Fall hoped to re-create those deep emotional connections in a podcast, but it was his own mental health struggles which cemented the show's subject matter.
Fall, who was named to Forbes' 30 Under 30 list for Food & Drink in 2020, told TMRW he knew from a young age he was different.
"I felt like an outsider growing up. I wasn’t doing sports, I never did a sleepover," he explained, adding that at on one particular occasion he frantically called his mom from a friend's house. "I had, what I didn’t know at the time, was a panic attack. I realized later on, a lot of it stemmed from my mental health [and] having an anxiety disorder."
The first-generation American, whose parents hail from Tunisia and France, said it took him until age 28 to realize he needed to address his mental health.
"Growing up, talking about mental health was very taboo. It was something as man — you were allowed to be angry or normal. Emotions dictated sexuality in the eyes of people," he explained.
In episode one, debuting Thursday, Fall welcomed actor Lamorne Morris (who you may recognize as Winston Bishop from "New Girl") and the pair delve further into the topic. Morris said an episode of "Black Mirror" helped him recognize the disparity of roles for Black men.
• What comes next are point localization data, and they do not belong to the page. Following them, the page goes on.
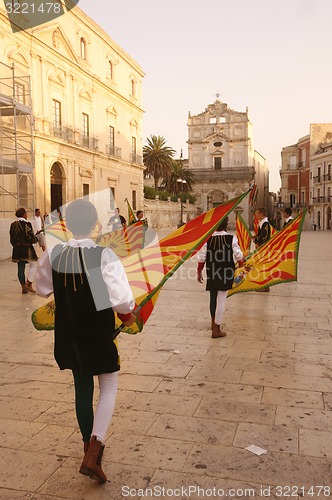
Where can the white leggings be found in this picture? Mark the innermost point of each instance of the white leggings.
(108, 386)
(220, 308)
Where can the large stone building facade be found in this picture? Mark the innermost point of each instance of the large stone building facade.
(222, 156)
(83, 95)
(321, 186)
(305, 179)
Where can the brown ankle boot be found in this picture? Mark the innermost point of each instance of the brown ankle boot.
(216, 333)
(91, 465)
(29, 287)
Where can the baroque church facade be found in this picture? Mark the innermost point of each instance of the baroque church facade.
(75, 96)
(222, 157)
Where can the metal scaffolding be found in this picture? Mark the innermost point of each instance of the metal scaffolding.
(16, 142)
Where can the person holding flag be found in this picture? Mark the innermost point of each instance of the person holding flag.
(89, 284)
(219, 254)
(263, 233)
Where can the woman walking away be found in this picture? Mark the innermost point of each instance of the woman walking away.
(22, 239)
(89, 283)
(219, 253)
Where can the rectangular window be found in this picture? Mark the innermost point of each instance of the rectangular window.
(111, 136)
(133, 145)
(85, 129)
(86, 190)
(85, 125)
(112, 198)
(19, 90)
(133, 200)
(56, 114)
(217, 163)
(23, 191)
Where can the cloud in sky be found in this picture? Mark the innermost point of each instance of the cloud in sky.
(272, 56)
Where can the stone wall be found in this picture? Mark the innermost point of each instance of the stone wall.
(167, 214)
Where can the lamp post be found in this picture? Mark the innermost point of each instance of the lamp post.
(181, 183)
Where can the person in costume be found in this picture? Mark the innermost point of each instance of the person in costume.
(89, 284)
(287, 216)
(38, 227)
(22, 239)
(117, 221)
(219, 254)
(263, 234)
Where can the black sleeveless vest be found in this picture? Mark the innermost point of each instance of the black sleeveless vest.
(220, 263)
(84, 319)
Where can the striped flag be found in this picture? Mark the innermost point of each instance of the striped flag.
(274, 262)
(243, 234)
(131, 215)
(253, 195)
(149, 269)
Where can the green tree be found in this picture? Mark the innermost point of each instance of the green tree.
(157, 157)
(179, 173)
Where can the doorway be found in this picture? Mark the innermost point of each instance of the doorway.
(56, 186)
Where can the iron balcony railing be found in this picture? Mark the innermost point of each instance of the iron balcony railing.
(136, 159)
(223, 174)
(89, 142)
(113, 151)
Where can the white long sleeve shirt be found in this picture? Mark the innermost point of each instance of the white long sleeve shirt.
(237, 253)
(113, 273)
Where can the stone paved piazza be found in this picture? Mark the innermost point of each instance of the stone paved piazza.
(188, 405)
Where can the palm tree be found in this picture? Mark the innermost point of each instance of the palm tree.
(179, 173)
(157, 157)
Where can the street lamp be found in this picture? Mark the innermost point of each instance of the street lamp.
(181, 183)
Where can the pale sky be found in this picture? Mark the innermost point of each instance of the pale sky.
(274, 56)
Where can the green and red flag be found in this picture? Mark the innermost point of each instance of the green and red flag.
(253, 195)
(149, 269)
(131, 215)
(274, 262)
(243, 234)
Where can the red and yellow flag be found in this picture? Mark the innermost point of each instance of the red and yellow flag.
(149, 269)
(272, 263)
(131, 215)
(243, 234)
(123, 241)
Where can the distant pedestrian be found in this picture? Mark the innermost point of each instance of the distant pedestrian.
(219, 253)
(117, 221)
(89, 284)
(38, 227)
(140, 217)
(287, 216)
(263, 234)
(22, 239)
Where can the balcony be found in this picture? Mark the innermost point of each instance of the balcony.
(65, 133)
(225, 173)
(136, 159)
(113, 151)
(322, 199)
(89, 142)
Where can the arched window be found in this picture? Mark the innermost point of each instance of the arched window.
(83, 48)
(292, 162)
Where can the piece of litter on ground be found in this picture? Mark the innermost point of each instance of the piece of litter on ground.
(256, 449)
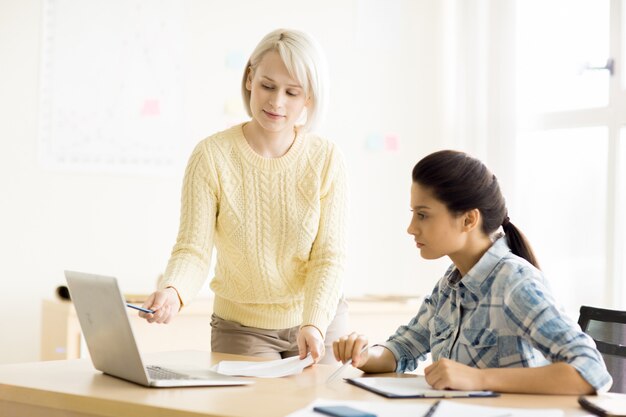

"As Black men we try to showcase and tell the world, we go through every emotion just like everybody else," Morris said. "You have to be jacked or tall or extremely funny — that’s it. If you aren’t Eddie Murphy, if you aren’t Denzel, you ain’t it. So it’s really difficult to walk that path and follow in those footsteps. I think this generation of performers are kind of carving the way for the everyday man. The real s--- that people go through. It’s really fun to see."
Throughout season one, "Dinner Party" discusses mental health topics — which range from imposter syndrome to suicide — alongside guests like Shawn Johnson East and Yung Pueblo.
"This podcast is something that I’m creating for generations to come," Fall said. "It’s relevant to a broad amount of people, but to me it’s like — how do we educate the kids after my generation to give them the tools to navigate mental health? It came too late for our generation. It’s important to me for people to understand that we need to do our due diligence and educate and be open."
"Dinner Party," produced by Fall's creative agency JFALL, is available for streaming on all platforms that support podcasts starting June 24 and new episodes will launch every Thursday. The first five episodes feature Lamorne Morris, Jinger Vuolo, Yung Pueblo, Shawn Johnson East and Andrew Shultz.
"I want people to realize that mental health does not have to be depressing," Fall said. "It doesn’t have to be sad."